17 juin 2014

Sous les draps, au bord du gouffre

The Hearthquake at Lisbon in 1755, Pearson (1887)
Source : http://nisee.berkeley.edu/lisbon/ 


"Quand la vie d'un être tremble, ce sont toutes les vies des gens qui l'aiment qui tremblent aussi." (Martine Batanian, Clinique, p. 107)

*

Dans ma famille, nous sommes quelques-uns à souffrir de ce qu'on appelle les "tremblements essentiels". Mais même si, quand je verse quelque chose ou quand je manipule de petits objets, cette espèce de frisson continuel mène à toutes sortes maladresses, ça me gêne rarement. Les gens autour de moi en sont cependant assez frappés pour me le faire remarquer, surtout les premières fois qu'ils en sont témoins, étonnés.

Comme bien d'autres petits et grands maux qui m'affligent, je ne déteste pas cet aspect de moi. Je ne voudrais pas me sentir en dehors du mouvement des choses; mon corps, comme tout ce qui est, n'est jamais immobile. Ses inélégances traduisent plutôt bien mon sentiment devant le monde : un déséquilibre involontaire mais, le plus souvent, joyeux.

Je veux être de ceux qui bougent. Heureusement, je me connais encore trop peu pour savoir ce qui vraiment m'importe, mais de ça je suis sûre : je vois ma vie comme un chemin, une quête vers plus, c'est-à-dire vers moins. En anglais, on traduit parfois "méditer" par "to sit still".  C'est une expression intéressante si l'on considère que les moments de méditation les plus extatiques - ils sont rares, mais on s'en souvient d'autant plus qu'ils passent - sont précisément ceux où l'on se sent le plus perméable aux vagues et aux couleurs changeantes de tout ce qui informe le présent. Au bout du compte, ce qui se montre immobile grouille toujours sous les draps. C'est héréditaire, et c'est universel.

Le seul problème véritable que je perçois lié à ce tremblement concerne ma parole. Je n'ai pas encore l'enracinement nécessaire à la pratique d'une parole juste.
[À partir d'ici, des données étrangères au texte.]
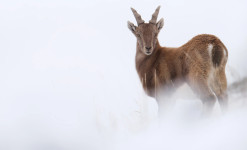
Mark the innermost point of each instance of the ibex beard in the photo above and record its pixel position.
(200, 63)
Mes mots tremblent avec le reste et, sauf pour parler des idées des autres et encore, je ne sais pas m'exprimer clairement, sereinement. Mon discours est une tempête. Il montre au grand jour la force des vents qui me poussent vers des gouffres sublimes et ordinaires à chaque instant.

Or j'aimerais pouvoir dire ce qui compte calmement. Dans les moments de grande intensité où devant moi quelqu'un d'aussi bancal que moi essaie de ne pas nous faire trébucher, j'aimerais savoir ne pas faillir, ancrée, mais je ne suis pas rendue là. Rien ne dit que je m'y rendrai un jour, mais je marche, et je continue d'avancer, maladroite. J'espère pouvoir penser, quelque part en route, avoir vraiment "fait la paix entre moi et le monde grâce à ceux qui (auront pu) me regarder pleurer." (p. 74)

Mais d'ici là, si on veut me trouver, il faut chercher du côté de ce qui faillit.

*

Ce sont quelques-unes des pensées qui me sont venues suite à la lecture de Clinique de Martine Batanian, un petit roman bien plein sur la famille et la fracture, qu'on finit, on l'oublie, par savoir habiter.

Référence : Martine Batanian, Clinique, Montréal, Marchand de feuilles, 2014, 126 pages.